The problem
The documentation for FeatureMerger mentions a "Suppliers First" mode that can reportedly be very beneficial to performance (and, I would imagine, crucial for Streams), but comes with the constraint that all suppliers must have arrived before the first requestor comes in. To my knowledge, there is currently no way in FME of upholding that guarantee in a reliable manner. The timing between Readers, Creators, FeatureReaders and SQLExecutors is not something I can claim to understand, and the completion order can change based on whether caching is turned on or not. This is already troublesome when editing workbenches, but it can be expecially problematic inside custom transformers, where you don't have control over the delivery order of features in your input ports.
This isn't merely an issue with FeatureMerger; it's going to be a problem at any time where you rely on input ordering for a transformer to work properly, with specific attention given to Streams and Feature tables.
If I have a PythonCaller that configures itself based on data coming from TransformerA before it's ready to accept data from TransformerB, there isn't a lot of options for reliably dealing with out-of-order input. Holding onto features is illegal when bulk mode support is advertized, so the PythonCaller must either opt out of it (which hurts downstream performance) to accumulate any features it's not ready to process until the configuration features have come in. Even then, it can't know when TransformerA has closed, so unless it only expects one configuration feature, it's dangerous to start processing before close() has been called.

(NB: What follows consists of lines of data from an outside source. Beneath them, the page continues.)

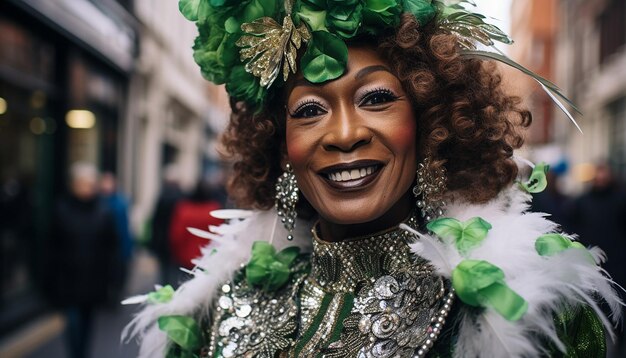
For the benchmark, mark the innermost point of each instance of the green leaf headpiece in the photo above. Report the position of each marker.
(248, 44)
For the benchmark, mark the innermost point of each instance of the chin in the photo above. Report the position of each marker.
(352, 214)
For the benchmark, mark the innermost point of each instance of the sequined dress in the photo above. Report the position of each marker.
(364, 297)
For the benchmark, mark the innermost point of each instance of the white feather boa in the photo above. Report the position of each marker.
(546, 283)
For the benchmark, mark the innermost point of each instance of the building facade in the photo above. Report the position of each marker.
(591, 68)
(64, 73)
(111, 82)
(174, 114)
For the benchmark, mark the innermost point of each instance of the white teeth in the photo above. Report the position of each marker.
(353, 174)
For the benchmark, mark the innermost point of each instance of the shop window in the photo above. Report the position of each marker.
(617, 111)
(612, 24)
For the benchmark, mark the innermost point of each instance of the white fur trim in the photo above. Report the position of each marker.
(233, 245)
(548, 284)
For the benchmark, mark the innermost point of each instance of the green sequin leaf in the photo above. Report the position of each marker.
(466, 235)
(269, 269)
(189, 9)
(423, 10)
(552, 244)
(481, 284)
(312, 14)
(182, 330)
(537, 181)
(325, 58)
(344, 17)
(380, 13)
(162, 295)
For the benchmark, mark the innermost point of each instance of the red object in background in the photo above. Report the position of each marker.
(184, 245)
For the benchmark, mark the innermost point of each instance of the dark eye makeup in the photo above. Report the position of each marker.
(308, 109)
(377, 97)
(312, 108)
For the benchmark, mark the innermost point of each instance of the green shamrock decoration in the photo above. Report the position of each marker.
(268, 269)
(537, 181)
(182, 330)
(162, 295)
(466, 235)
(479, 283)
(552, 244)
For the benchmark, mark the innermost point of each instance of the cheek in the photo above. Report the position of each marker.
(298, 147)
(402, 135)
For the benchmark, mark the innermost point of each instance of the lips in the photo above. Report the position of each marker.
(351, 176)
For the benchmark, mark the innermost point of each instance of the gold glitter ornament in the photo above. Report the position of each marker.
(268, 45)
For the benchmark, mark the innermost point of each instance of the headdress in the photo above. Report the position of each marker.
(251, 45)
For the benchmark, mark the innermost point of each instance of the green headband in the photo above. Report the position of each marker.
(247, 44)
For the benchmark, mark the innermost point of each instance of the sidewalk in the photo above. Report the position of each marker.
(44, 338)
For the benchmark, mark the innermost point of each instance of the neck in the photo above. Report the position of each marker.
(333, 232)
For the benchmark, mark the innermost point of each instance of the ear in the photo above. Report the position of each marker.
(284, 156)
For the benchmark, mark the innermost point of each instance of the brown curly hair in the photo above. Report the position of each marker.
(465, 121)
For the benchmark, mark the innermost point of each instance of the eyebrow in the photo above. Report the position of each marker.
(369, 69)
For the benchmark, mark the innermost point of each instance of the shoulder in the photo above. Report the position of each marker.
(220, 261)
(543, 283)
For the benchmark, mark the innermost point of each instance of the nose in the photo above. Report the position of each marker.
(346, 131)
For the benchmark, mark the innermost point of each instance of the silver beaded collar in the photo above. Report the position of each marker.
(341, 266)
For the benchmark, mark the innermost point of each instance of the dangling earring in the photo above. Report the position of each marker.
(286, 199)
(429, 188)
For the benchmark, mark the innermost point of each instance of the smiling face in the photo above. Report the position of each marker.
(352, 143)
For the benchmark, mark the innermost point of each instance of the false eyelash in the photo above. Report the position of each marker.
(378, 90)
(304, 104)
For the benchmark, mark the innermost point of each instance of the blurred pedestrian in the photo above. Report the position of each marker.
(599, 217)
(171, 193)
(82, 256)
(119, 204)
(552, 201)
(193, 212)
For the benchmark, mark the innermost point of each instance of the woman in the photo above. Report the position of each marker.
(387, 152)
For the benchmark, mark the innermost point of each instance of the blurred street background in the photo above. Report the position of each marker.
(104, 112)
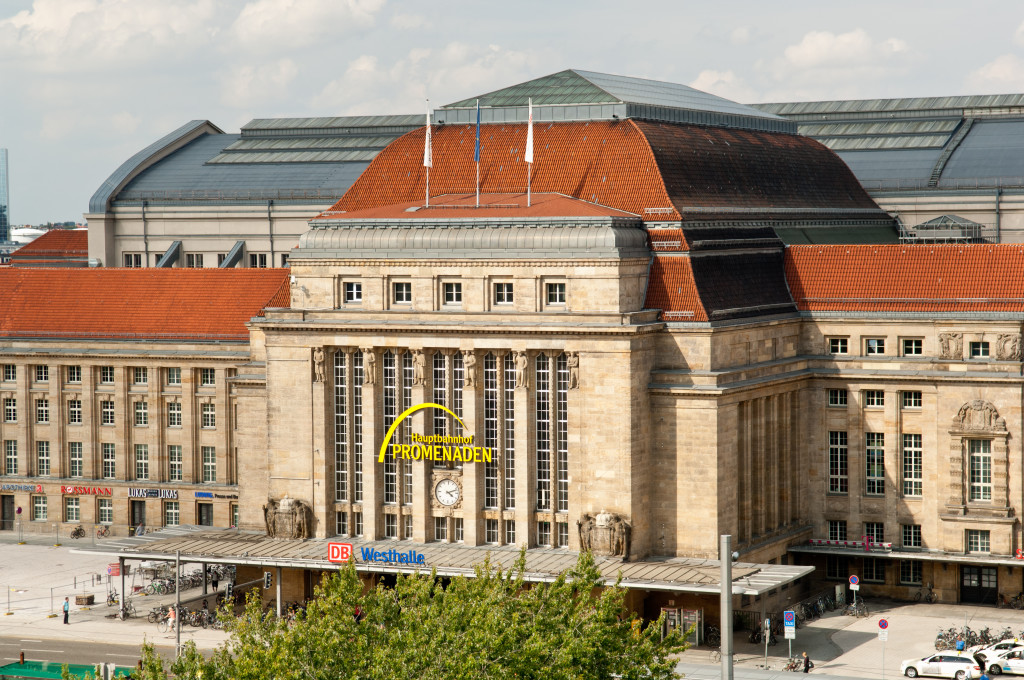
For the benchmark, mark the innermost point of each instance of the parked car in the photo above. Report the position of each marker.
(957, 665)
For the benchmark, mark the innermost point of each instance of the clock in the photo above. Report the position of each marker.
(446, 492)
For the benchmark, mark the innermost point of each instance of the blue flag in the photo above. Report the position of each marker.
(476, 153)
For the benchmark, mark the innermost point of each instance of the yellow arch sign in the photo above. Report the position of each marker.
(406, 414)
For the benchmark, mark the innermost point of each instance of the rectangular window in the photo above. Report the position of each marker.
(141, 414)
(38, 508)
(912, 346)
(839, 473)
(141, 461)
(104, 507)
(75, 412)
(72, 510)
(911, 536)
(75, 459)
(174, 462)
(875, 463)
(978, 541)
(556, 293)
(503, 294)
(910, 572)
(453, 293)
(107, 413)
(10, 457)
(42, 412)
(173, 414)
(110, 461)
(980, 452)
(544, 534)
(837, 529)
(837, 397)
(209, 464)
(43, 459)
(875, 569)
(353, 292)
(172, 513)
(209, 413)
(913, 466)
(911, 399)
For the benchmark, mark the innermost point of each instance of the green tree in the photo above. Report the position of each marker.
(493, 627)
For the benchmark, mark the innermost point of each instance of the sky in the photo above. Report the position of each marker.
(85, 84)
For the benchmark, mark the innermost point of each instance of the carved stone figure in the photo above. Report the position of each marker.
(950, 345)
(1008, 346)
(318, 356)
(469, 363)
(605, 534)
(572, 362)
(419, 368)
(521, 364)
(288, 518)
(369, 367)
(979, 415)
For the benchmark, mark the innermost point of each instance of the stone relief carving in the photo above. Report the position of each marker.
(979, 415)
(950, 345)
(288, 518)
(369, 367)
(521, 373)
(1008, 346)
(318, 356)
(572, 362)
(469, 363)
(605, 534)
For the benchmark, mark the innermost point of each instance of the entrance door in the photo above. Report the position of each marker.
(206, 514)
(6, 513)
(979, 584)
(137, 513)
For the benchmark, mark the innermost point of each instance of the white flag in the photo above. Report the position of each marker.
(428, 160)
(528, 156)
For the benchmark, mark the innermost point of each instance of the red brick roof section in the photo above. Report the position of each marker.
(710, 167)
(607, 163)
(197, 305)
(906, 278)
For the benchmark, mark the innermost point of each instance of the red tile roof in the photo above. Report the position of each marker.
(155, 304)
(906, 278)
(649, 169)
(492, 205)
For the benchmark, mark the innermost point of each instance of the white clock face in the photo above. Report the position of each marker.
(446, 492)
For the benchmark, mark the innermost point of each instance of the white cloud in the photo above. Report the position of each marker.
(285, 24)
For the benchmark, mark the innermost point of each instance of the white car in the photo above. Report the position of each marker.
(957, 665)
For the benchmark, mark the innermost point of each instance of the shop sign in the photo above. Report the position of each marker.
(34, 489)
(153, 493)
(87, 491)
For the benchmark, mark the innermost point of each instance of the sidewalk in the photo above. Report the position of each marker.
(36, 577)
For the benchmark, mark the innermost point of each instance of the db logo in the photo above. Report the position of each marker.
(339, 552)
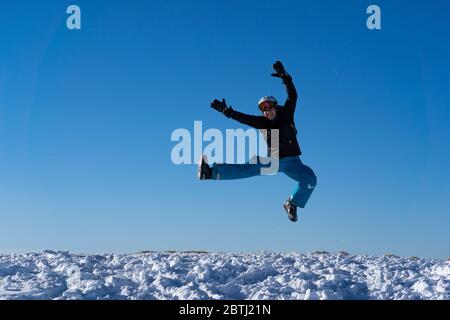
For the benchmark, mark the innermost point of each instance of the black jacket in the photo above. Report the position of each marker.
(284, 122)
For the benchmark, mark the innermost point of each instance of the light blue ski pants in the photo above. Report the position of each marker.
(291, 166)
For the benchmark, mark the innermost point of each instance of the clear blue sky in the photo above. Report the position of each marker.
(86, 118)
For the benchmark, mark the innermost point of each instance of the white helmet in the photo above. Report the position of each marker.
(267, 98)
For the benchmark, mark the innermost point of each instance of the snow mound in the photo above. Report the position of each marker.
(199, 275)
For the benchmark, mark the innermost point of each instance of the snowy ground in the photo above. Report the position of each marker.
(158, 275)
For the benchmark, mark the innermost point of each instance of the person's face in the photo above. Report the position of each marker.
(268, 109)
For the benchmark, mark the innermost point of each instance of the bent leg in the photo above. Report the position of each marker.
(307, 181)
(235, 171)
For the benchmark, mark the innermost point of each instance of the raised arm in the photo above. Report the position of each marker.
(291, 100)
(258, 122)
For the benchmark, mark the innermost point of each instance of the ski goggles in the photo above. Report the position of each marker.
(266, 105)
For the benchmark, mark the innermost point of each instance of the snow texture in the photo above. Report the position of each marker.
(201, 275)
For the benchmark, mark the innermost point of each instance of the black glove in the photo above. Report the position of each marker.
(280, 72)
(221, 106)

This might be clearer when considering the attached screenshot: Python_MapAttributes needs the output line from JsonTemplater in order to work with the data coming from MappedInputLines. If MappedInputLines starts sending features first, the PythonCaller can't do anything yet, and can only crash (undesirable) or start buffering features (illegal in Bulk mode).
The solution
The idea would be to have some sort of Semaphore transformer, something like a FeatureHolder, but with (at least?) two input ports: a "Priority" port, which lets features through normally, and a "Held" port which buffers features until the other port has closed and no more features can go through it. This would ensure that no feature from the "Priority" side can ever arrive before a "Held" feature, thus allowing workflow and transformer designers to guarantee feature ordering downstream without breaking bulk mode.
Other relevent use cases
One might also consider having a Terminator node which should stop the translation when an assertion or a join fail in some unexpected way, but should wait until every faulty feature has arrived to give proper context instead of immediately stopping at the first one. Bad features could be sent through the priority port and then the priority port routed to a terminator, so that no feature can be passed to the next step until it has been verified that none exist that would trip the Terminator. This would also allow the Terminator to be changed to wait for all features to have arrived before stopping the translation, instead of aborting at the first one (which currently makes sense, as the more you wait, the more you risk that downstream writers will have already started to write incomplete data).